Air-water interfacial properties of perfluorosulfonic acid salts with different chain lengths

Abstract

Perfluorosulfonic acids (PFSA) are a class of per- and polyfluoroalkyl substances (PFAS), which have been extensively used in numerous applications. The toxicity and bioaccumulation of PFAS have become a serious worldwide problem. Foam fractionation has been suggested as a promising remediation method for PFAS removal owing to the amphiphilic nature of most of the currently existing PFAS in the environment, allowing them to migrate to the air-water interface during the foaming process. Nevertheless, the current challenge for widespread utilization of foam fractionation is its low removal efficiency, especially for short-chain PFAS. Foam fractionation performance depends on the air-water interfacial properties as well as the ability for PFAS to adsorb at the air-water interface.
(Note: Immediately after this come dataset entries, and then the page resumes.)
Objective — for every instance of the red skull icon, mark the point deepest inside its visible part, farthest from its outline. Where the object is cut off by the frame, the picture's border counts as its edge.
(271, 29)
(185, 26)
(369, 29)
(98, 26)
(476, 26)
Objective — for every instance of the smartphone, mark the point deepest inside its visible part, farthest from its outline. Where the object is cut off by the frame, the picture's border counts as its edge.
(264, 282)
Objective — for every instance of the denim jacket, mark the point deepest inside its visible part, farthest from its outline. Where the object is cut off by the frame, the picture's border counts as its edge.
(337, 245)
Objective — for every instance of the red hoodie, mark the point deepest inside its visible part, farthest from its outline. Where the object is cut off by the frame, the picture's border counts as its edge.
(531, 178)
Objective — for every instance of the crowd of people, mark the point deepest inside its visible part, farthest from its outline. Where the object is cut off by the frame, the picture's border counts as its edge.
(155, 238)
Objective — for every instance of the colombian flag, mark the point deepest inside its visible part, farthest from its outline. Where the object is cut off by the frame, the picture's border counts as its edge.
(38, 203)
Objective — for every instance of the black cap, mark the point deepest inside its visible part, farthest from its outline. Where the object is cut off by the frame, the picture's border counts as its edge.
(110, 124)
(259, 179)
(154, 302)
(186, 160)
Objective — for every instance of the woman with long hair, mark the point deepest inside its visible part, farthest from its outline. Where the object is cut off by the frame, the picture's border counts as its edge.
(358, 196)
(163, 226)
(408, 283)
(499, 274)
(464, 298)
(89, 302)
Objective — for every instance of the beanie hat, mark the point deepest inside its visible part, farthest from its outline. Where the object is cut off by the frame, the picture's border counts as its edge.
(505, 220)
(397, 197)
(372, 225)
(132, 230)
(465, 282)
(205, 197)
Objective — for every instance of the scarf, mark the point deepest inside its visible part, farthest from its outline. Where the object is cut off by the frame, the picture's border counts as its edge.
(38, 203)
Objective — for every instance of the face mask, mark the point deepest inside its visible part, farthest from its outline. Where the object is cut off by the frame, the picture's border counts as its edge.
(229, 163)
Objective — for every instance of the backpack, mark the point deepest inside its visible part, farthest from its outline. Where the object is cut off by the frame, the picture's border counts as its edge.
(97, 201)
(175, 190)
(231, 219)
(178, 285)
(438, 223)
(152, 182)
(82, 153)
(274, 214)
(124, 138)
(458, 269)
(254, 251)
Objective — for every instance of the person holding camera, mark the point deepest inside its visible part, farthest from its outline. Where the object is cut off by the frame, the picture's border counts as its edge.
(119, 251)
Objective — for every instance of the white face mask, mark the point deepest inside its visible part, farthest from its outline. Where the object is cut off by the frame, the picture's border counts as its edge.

In the present study, therefore, we investigate surface tensions of PFSA with long and short chain lengths. Different adsorption models are studied to estimate maximum surface excess concentrations for various PFSA. Our results indicate that long-chain PFSA have lower surface tensions, higher surface activities, and form more rigid air-water interfaces. This study marks the first investigation of dilatational interfacial rheology of PFAS, as well as addressing the gap in understanding PFAS interfacial rheology by focusing on the quantification the storage and loss interfacial moduli, which are known to play a significant role in the foaming process.